Kamal ships with a built-in Traefik proxy that handles all your routing and SSL certificates out of the box. No more tinkering with nginx.conf
files or restarting a separate webserver. One less dependency chewing through RAM and one less thing to break at 2 am.
Here’s what Kamal brings to the table:
-
kamal setup
: installs Docker, Git, and all required dependencies on your server. -
kamal deploy
: builds your Rails app into a Docker image, pushes it to your registry, and runs it on the server. - Traefik proxy with SSL (via Let’s Encrypt): you get HTTPS without lifting a finger.
- Accessory management: want Postgres or Redis? Kamal spins them up as Docker containers.
- Scaling: need more capacity? add another container in deploy.yml and Kamal will route traffic automatically.

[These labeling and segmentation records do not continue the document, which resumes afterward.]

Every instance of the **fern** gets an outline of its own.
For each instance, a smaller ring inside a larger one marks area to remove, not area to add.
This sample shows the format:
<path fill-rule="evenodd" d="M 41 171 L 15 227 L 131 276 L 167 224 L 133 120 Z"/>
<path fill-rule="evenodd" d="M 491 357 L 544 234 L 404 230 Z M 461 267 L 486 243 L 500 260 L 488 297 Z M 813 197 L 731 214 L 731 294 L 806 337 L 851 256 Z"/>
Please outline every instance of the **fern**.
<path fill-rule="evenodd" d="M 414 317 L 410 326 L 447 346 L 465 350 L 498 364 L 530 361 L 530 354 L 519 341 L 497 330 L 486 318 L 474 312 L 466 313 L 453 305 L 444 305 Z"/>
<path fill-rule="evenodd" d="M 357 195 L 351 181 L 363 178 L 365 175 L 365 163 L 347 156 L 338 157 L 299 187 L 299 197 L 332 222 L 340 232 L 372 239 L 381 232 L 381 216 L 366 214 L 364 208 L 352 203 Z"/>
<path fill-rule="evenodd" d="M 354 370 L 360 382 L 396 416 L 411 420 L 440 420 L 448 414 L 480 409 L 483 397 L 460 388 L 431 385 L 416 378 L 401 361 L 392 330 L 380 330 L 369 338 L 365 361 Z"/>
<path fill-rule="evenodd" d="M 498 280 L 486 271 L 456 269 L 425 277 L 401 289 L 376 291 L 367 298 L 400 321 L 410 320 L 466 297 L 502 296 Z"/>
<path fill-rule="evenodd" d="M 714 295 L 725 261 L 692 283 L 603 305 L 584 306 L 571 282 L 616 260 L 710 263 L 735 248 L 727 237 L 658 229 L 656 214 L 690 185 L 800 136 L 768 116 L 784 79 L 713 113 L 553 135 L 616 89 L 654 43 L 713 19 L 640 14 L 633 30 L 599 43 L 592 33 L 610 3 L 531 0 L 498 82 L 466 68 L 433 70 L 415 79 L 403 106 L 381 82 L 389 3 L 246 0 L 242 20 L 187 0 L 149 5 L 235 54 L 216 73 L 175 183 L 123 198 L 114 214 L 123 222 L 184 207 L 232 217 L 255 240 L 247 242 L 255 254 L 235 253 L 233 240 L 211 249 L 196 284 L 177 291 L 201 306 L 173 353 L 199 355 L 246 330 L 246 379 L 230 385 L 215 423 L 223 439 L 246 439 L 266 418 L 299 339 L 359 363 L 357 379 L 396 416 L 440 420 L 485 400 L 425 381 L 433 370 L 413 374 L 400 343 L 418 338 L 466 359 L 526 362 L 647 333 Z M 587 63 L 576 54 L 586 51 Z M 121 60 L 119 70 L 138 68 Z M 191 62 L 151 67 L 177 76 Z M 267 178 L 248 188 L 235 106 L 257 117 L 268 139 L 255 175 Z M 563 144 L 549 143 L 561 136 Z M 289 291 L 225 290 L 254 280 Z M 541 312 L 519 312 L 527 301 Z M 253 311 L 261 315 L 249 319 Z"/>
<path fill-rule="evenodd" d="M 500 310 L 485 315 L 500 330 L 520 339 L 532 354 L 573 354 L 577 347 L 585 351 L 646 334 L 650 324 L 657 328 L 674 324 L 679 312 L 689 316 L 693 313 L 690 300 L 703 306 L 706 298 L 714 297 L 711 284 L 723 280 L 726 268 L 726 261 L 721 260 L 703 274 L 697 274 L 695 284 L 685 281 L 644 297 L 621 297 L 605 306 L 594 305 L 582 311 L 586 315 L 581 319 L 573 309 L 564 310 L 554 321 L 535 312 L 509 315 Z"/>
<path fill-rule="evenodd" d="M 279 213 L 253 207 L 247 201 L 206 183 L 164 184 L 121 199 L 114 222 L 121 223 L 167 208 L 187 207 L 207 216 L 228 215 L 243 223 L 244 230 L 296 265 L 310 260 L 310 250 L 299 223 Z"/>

The impact of this was huge. I went from managing Docker builds, old release directories, and an Nginx webserver, to just running one command. There’s something almost unsettling about how smooth it is — I felt like I was missing steps at first, like forgetting my keys when leaving the house.
Wait, that’s it? Did I actually deploy? Did I forget something? Oh… it’s done already. Huh.
This wasn’t just a convenience win — it was a dependency detox. Between dropping Nginx here and killing Redis with SolidQueue earlier, my infrastructure got a lot lighter, faster, and cheaper to run. Kamal didn’t just evolve my old script — it rendered half of its logic unnecessary.
Half Way There
With the new Rails 8 foundation in place, JuggleBee has already shed a lot of its old skin. We’ve modernized the models and controllers, swapped out a creaky asset pipeline for importmaps, retired Sidekiq, Redis, and cron in favor of SolidQueue, and traded a homegrown deployment script (solid as it was) for the convenience and power of Kamal 2. The app is lighter, faster to deploy, and much easier to maintain — but we’re not done yet.
Getting the Rails 8 app running and deployable was only half the battle. Now comes the rest of the journey:
- Migrating data from a legacy PostgreSQL 9.6 database to a fresh PostgreSQL 17.5 instance.
- Replacing CarrierWave with ActiveStorage and migrating all user-uploaded files into a new S3 bucket.
- Locking down credentials with Rails encrypted secrets and Bitwarden CLI.
- Cleaning up leftover code smells, finalizing test coverage, and polishing the overall performance of the new stack.
That’s some of what Part 2 will cover — all the finishing touches, the unexpected hurdles, and the final steps that took JuggleBee from a Rails 4 relic to a lean, modern, and production-ready Rails 8 app.